He taught at the University of Chicago from 1983 to 1986, where he worked with Dr. Donald Bogue as an associate director of the Social Development Center.
His early work focused on the fertility transition in the Mormon population in collaboration with Lee L. Bean and Geraldine Mineau, among others.
His historical work has included several international populations and more recently has focused upon mortality in the Connecticut River Valley of Massachusetts.
He is the co-author of several books including Adaptation and Innovation: Fertility on the Frontier (1990, with Lee L. Bean and Geraldine P. Mineau), The Population of the United States (1997, with Richard Barrett and Donald Bogue), Readings in Population Methodology (1993, with Donald Bogue and Eduardo Arriaga co-editors), Demography: The Study of Human Population (2001, with David Yaukey and 2007 with David Yaukey and Jennifer Lundquist) and Public Sociology: Michael Buroway and his critics (2006, with Dan Clawson, Robert Zussman, Michael Buroway, Joya Misra, Naomi Gerstel and Randall Stokes).
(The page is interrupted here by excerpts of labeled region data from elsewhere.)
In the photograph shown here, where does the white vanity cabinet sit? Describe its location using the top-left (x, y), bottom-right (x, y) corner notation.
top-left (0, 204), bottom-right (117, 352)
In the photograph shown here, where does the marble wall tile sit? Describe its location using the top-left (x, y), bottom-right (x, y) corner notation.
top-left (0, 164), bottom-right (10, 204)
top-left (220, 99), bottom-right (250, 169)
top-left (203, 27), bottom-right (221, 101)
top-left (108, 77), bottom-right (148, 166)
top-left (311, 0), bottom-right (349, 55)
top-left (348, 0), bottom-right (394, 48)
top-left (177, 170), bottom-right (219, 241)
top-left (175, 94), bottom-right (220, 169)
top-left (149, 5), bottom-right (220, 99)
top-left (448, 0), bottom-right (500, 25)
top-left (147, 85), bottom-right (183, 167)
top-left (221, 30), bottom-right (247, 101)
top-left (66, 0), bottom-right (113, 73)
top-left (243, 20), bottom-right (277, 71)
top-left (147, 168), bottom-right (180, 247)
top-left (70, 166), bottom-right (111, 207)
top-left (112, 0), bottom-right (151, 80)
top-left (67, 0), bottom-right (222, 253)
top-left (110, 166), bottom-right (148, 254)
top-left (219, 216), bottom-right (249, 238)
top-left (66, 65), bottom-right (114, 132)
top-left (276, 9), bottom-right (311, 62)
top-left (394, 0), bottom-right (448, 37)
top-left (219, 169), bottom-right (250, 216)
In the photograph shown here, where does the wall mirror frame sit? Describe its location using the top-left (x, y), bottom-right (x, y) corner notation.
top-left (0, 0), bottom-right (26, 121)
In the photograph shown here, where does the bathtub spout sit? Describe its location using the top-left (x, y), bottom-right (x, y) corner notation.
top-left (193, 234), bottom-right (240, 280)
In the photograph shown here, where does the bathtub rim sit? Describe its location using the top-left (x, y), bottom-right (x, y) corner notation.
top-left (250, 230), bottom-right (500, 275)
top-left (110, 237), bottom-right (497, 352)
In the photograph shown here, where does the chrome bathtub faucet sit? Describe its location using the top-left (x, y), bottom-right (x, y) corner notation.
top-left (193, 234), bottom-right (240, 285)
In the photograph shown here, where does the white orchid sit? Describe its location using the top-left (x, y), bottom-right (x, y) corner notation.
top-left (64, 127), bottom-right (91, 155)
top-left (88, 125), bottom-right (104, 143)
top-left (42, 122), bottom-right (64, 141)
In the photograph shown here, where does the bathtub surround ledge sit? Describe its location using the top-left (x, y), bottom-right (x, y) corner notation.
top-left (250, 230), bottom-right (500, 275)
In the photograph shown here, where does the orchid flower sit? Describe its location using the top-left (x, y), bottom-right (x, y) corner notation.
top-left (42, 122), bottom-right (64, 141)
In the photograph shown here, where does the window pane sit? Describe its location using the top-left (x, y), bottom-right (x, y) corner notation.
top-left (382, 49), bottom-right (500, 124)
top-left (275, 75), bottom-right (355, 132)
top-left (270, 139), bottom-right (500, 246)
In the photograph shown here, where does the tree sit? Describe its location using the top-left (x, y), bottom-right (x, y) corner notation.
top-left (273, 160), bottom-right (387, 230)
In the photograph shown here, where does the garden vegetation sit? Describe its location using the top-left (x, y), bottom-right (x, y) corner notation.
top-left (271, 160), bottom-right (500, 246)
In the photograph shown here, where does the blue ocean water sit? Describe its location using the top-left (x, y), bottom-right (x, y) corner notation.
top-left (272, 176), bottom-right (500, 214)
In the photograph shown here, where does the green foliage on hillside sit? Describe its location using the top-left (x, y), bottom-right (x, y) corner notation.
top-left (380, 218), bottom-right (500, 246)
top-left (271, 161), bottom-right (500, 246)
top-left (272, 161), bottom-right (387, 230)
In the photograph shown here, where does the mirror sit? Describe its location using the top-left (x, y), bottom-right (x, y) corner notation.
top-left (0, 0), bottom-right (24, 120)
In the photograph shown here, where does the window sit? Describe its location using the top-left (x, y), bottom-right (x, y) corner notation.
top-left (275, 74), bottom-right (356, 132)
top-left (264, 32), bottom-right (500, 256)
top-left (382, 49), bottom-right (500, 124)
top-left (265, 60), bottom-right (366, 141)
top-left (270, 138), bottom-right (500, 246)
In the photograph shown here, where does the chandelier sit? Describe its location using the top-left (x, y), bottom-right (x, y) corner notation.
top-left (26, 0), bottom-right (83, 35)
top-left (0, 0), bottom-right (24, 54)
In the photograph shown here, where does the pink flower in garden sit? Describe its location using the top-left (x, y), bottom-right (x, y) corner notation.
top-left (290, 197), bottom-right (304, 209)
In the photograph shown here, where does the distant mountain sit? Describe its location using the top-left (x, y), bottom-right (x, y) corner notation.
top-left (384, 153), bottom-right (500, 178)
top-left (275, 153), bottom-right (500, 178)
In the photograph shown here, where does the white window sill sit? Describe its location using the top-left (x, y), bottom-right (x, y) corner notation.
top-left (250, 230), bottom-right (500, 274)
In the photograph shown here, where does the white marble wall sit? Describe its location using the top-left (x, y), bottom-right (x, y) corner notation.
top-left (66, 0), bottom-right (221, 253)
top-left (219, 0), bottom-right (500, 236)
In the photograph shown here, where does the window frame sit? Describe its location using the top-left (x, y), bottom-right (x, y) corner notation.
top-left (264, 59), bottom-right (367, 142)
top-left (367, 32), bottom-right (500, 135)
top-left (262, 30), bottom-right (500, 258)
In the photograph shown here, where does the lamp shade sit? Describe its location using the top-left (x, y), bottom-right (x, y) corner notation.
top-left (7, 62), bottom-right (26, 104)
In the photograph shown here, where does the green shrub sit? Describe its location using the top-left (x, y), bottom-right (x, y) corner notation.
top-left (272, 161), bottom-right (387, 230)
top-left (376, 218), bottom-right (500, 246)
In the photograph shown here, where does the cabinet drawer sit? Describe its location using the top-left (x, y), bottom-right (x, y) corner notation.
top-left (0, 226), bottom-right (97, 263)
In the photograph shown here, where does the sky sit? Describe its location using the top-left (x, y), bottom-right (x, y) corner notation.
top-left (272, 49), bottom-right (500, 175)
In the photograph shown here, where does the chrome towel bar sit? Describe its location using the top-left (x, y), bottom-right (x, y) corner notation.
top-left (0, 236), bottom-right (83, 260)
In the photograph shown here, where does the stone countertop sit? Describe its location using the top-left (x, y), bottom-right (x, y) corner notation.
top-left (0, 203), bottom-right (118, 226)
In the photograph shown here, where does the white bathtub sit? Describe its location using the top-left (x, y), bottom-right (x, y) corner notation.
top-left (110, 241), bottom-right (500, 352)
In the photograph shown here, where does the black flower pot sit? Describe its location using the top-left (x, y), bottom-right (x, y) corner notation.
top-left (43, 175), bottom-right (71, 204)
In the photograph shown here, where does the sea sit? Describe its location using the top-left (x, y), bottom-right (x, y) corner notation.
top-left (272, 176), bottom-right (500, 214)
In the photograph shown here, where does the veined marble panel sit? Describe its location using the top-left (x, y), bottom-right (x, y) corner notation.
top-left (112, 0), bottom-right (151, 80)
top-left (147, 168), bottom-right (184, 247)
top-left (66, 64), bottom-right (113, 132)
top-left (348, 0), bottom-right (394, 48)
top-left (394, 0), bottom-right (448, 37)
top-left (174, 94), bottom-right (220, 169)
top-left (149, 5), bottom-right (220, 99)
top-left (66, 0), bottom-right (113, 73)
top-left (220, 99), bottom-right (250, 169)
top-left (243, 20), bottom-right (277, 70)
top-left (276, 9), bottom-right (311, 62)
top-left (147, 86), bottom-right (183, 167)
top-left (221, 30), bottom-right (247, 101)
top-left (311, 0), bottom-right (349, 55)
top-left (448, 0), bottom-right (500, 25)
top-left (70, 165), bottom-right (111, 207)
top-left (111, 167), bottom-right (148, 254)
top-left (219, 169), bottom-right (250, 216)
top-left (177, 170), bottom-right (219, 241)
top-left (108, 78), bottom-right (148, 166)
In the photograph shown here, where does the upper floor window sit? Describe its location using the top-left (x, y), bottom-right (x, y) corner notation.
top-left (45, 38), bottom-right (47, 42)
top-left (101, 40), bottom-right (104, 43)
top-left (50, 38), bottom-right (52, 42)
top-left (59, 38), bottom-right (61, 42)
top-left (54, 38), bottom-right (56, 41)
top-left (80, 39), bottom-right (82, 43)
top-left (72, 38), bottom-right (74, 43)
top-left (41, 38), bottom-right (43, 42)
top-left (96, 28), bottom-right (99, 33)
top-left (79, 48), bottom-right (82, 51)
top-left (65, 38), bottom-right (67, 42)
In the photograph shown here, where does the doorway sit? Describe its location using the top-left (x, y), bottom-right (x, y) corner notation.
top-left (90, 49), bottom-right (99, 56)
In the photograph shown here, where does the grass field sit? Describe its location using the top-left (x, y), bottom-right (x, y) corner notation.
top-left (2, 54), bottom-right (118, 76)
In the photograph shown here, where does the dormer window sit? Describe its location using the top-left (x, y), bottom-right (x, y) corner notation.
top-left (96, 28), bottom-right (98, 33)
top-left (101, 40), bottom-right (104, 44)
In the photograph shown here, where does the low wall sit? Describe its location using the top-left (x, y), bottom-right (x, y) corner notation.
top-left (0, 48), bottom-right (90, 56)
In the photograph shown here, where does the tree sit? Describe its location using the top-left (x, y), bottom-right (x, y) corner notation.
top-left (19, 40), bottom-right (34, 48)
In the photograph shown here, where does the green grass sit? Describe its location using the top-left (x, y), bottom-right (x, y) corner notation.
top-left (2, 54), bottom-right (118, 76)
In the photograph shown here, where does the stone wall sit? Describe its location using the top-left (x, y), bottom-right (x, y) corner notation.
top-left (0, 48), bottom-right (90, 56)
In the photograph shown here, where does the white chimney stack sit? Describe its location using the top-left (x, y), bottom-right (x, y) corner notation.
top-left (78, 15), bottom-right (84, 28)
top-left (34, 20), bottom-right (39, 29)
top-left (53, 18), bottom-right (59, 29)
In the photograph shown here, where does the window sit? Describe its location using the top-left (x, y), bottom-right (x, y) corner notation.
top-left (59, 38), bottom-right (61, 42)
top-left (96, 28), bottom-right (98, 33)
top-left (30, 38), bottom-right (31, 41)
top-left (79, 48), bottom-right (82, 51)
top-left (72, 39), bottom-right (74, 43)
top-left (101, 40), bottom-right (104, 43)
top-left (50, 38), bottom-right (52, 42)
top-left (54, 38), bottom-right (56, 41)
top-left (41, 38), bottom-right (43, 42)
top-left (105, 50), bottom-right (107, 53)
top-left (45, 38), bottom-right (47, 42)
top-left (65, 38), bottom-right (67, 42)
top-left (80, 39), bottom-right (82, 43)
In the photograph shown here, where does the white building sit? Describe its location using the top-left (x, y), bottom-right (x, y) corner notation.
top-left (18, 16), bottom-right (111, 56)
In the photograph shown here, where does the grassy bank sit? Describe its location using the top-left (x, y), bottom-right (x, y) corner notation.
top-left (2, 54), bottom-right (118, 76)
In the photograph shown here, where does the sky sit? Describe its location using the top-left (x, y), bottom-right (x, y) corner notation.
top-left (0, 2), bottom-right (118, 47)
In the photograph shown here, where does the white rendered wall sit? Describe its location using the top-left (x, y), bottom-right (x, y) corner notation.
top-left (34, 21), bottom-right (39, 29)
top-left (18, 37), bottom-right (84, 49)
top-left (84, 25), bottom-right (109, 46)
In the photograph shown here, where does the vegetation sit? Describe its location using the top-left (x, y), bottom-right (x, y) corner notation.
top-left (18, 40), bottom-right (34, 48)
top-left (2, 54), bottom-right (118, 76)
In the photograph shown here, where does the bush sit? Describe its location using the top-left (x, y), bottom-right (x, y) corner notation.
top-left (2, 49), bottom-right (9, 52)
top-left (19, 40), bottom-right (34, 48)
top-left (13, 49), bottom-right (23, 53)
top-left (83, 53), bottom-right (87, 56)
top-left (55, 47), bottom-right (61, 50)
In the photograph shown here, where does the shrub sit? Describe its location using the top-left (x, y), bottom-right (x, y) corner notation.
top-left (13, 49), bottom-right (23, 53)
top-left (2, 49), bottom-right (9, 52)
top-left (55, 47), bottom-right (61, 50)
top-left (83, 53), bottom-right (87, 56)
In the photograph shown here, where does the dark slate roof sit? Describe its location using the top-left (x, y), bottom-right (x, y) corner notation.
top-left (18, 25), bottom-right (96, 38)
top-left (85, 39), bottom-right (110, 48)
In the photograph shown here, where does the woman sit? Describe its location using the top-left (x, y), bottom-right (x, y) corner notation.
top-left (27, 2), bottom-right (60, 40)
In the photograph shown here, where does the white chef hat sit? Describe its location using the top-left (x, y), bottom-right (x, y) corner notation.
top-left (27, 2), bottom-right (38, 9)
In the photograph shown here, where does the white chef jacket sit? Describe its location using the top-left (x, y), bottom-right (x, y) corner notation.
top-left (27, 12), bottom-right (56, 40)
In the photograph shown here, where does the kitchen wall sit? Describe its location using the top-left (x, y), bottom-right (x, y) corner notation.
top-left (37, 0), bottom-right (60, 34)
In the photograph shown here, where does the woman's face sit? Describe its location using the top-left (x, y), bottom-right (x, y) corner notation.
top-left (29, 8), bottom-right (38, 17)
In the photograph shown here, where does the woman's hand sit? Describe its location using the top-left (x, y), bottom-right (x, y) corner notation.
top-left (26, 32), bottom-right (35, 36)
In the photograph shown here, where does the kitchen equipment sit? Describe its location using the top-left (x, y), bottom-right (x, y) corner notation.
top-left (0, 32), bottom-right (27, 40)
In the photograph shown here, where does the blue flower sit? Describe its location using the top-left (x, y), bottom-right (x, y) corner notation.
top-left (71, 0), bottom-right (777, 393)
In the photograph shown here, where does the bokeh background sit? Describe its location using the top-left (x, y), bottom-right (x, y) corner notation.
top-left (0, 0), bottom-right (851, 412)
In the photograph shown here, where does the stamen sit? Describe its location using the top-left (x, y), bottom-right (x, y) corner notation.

His most cited research articles include Hazardous Waste Facilities: " Environmental Equity" Issues in Metropolitan Areas (1994), A longitudinal analysis of environmental equity in communities with hazardous waste facilities (1996), Sexual harassment: Organizational context and diffuse status (1987), Intergenerational transmission of relative fertility and life course patterns (1987), Birth spacing and fertility limitation: A behavioral analysis of a nineteenth century frontier population (1985), Demographics of dumping II: A national environmental equity survey and the distribution of hazardous materials handlers (2000), Grammars of death: An analysis of nineteenth-century literal causes of death from the age of miasmas to germ theory (2004), and Determination of free Bisphenol A (BPA) concentrations in breast milk of US women using a sensitive LC/MS/MS method (2014).